Wednesday, October 20, 2021

In Theaters (and Streaming) Now: The Many Saints of Newark

 

The Many Saints of Newark


In the HBO crime drama, The Sopranos, there was a priest named Father Phil (Paul Schulze) who was an interesting, but not very good, priest. He had an ongoing flirtation with Carmelo Soprano. That’s not a good idea for a priest with anyone in a congregation, but coming on to the wife of a vicious gangster… I can’t believe that would be endorsed in the worst of seminaries.


The Many Saints of Newark is a prequel to the TV series, following the formative years of Tony Soprano (with Michael Gandolfini, the son of series star James Gandolfini, as teenage Tony). But the real protagonist of the story is Tony’s uncle, Dick Moltistaniti (Alessandro Nimvola). 

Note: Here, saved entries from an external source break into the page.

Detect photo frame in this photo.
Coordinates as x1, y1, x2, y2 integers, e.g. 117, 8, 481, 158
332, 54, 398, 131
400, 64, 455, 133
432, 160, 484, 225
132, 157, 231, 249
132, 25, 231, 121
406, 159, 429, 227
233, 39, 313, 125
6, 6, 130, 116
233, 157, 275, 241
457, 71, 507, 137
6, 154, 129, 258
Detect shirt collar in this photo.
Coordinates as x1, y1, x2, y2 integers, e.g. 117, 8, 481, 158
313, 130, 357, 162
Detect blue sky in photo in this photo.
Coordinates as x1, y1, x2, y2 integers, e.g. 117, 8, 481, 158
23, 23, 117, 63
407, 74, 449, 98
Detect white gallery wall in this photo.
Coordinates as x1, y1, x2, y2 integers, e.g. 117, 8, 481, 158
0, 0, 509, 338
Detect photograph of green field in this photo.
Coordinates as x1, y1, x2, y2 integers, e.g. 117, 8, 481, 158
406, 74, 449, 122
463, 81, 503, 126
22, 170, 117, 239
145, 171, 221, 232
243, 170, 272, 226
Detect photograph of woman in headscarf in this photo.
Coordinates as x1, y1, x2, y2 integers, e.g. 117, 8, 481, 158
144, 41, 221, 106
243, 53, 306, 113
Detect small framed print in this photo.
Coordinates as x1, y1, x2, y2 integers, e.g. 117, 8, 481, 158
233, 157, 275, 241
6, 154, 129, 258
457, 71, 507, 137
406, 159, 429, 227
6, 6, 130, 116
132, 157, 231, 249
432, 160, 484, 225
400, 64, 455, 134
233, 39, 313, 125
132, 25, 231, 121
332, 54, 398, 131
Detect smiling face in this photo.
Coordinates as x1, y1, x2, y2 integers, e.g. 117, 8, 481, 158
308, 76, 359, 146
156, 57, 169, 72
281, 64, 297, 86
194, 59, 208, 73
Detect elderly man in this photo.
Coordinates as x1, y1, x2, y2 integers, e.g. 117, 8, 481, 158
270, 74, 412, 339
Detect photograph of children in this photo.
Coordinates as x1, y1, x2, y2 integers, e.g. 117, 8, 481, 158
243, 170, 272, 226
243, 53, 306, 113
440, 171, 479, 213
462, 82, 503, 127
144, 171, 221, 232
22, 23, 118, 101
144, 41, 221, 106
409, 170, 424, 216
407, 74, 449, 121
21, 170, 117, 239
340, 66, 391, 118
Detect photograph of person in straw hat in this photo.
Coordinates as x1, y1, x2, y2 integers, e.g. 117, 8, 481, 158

Toward the beginning of the film, Dick’s father, ‘Hollywood Dick’ (Ray Liotta), brings a young, beautiful bride back from Italy, Giuseppina (Michela De Rossi). Because our goal here is to look at clergy and churches in films, I’m happy to report we do see a priest in conversation with Hollywood Dick at Janice Soprano's First Communion party. Hollywood Dick's showing the priest a picture of his new bride in a bikini. It embarrasses the priest, just as most of the wise guys’ conversation at the party does. But we hear a couple of men gossip about how the priest was a bully in his school days. 


New bride Giuseppina has some difficulty transitioning to life in America as the bride of an old man. A woman at a beauty shop asks her what she would have done if she stayed in Italy. She says people urged her to be a nun, but she would rather have been a priest because a priest is the capo (boss.)


My favorite spiritual moment in the film doesn’t feature a church or clergy, though. Gangster Dick Jr. is visiting his uncle, Salvatore (also played by Ray Liotta). Dick is visiting his uncle as a good deed, like his coaching a baseball team of blind children, and his care for his nephew Tony. It seems he does good deeds to make up for his, well, murdering people. 


I loved what his uncle said to Dick. “You know that Christmas song, ‘My Favorite Things’? I think the things you do are not God’s favorite things.”